Multicollinearity and omitting a correlated variable - Contradiction

Hello everyone

I am little confused with the multicollinearity and misspecification thing…

When two independent variables are correlated its multicollinearity and to correct that schweser text says omit one or more correlated variables…


going forward when it goes one to explain misspecifications it says that if an independent variable (say A) is omitted which is correlated with another independent variable (say B) then the error term is also correlated with that remaining variable (i.e. B) resulting in regression coefficients biased and inconsistent…!!

Why excluding a correlated independent variable causing problem when we were supposed to do that when correcting multicollinearity… I might be missing a connection b/w the two?. SOMEONE PLZ HELP MEEE!!

You’re not missing anything. It’s just that CFAI is terrible at many basic statistical concepts and the prep providers are usually worse than the CFAI.

In real life, there are many more fixes for multicollinearity, and there are many times where a fix isn’t needed even though multicollinearity is substantially present.

For the test, they likely won’t make you choose between it, but dropping a correlated independent variable is possible as a solution. However, this may cause additional issues. No multicollinearity isn’t an assumption needed for unbiasedness and consistency, whereas you can violate an assumption by excluding a truly important variable that is correlated with another in the model. ’

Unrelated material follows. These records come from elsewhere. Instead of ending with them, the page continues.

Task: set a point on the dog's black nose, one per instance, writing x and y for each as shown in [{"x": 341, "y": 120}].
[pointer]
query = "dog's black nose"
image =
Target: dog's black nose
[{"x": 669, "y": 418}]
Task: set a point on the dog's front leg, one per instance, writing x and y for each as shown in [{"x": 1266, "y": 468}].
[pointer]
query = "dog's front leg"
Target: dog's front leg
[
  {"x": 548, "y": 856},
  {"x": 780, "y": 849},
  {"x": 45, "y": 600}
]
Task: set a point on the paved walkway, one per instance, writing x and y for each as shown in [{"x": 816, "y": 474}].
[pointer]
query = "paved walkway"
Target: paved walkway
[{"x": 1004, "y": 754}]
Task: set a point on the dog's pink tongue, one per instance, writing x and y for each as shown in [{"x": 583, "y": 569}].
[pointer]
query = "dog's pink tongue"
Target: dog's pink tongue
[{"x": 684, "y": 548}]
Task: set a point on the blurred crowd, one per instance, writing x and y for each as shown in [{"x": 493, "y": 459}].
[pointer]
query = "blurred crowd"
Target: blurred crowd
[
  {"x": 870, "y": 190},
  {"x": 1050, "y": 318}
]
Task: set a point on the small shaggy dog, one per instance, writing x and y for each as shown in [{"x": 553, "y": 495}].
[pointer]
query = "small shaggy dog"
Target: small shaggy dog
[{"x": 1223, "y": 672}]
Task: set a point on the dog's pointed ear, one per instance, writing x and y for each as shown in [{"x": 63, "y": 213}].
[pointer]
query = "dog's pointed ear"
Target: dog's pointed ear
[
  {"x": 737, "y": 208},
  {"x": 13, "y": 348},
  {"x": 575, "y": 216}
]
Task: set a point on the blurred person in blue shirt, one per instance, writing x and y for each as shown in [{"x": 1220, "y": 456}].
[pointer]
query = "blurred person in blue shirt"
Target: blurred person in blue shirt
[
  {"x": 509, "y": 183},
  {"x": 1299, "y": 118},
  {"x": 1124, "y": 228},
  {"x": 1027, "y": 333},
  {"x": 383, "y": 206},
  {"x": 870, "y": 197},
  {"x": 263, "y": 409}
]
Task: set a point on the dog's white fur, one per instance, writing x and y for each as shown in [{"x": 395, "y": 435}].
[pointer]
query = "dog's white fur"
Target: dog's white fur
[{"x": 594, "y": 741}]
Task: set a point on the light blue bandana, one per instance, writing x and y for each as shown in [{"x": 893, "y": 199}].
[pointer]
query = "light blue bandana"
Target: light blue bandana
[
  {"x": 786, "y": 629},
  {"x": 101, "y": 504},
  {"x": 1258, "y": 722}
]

For the exam, just recall that dropping a correlated x variable might be reasonable. Also recognize that doing so may cause the model to lose some nice properties. In real life, you need to balance the benefits, but on the test, they probably won’t have you do that.

Thanks alot tikersu.

Pls help me with one more thing the text says “even though multicolinearity does not effect the consistency of slope co-efficients, such coefficients themselves tend to be unreliable”

what does this hairy sentence mean?

The desirable properties of the coefficient estimator, unbiased and consistent, are unaffected by multicollinearity. However, the relationship between the X variables makes it hard to attribute the relationship of each variable with the dependent variable. This means that the coefficients may have different signs or magnitudes than they should-- purely as an artifact of the interrelatedness of the x-variables.

Here is a quick way to think of it: Imagine you are a teacher in the classroom. If students raise hands and wait to be called on before answering, you can discern who gave what answer and who was correct (less multicollinearity among predictors). If students shout out the answers to questions, it becomes difficult to know who gave the correct answer, but you just know the correct answer was said (relatively more multicollinearity among predictors makes attribution harder).

This is what they mean by “unreliable”-- caution should be used when trying to interpret them, but it’s pretty much irrelevant if all you want the regression for is to generate predicted values.

Great analogy… thank you again… much clear!!

I’m glad you found it useful!

Tikersu another problem withs stats that I have… sorry I am bothering you a lot but really like the way you make things clear

In autoregressive model the time series has to be covariance stationary (constant mean, constant variance and constant cov)… But when you have these assumptions why would you then need to forecast using auroregressive model… Wouldn’t the forecasted value be then similar to past value i.e. the forecast will also be a mean… What’s the use of doing regression then???

Tikersu / smagician pls help me with my previous post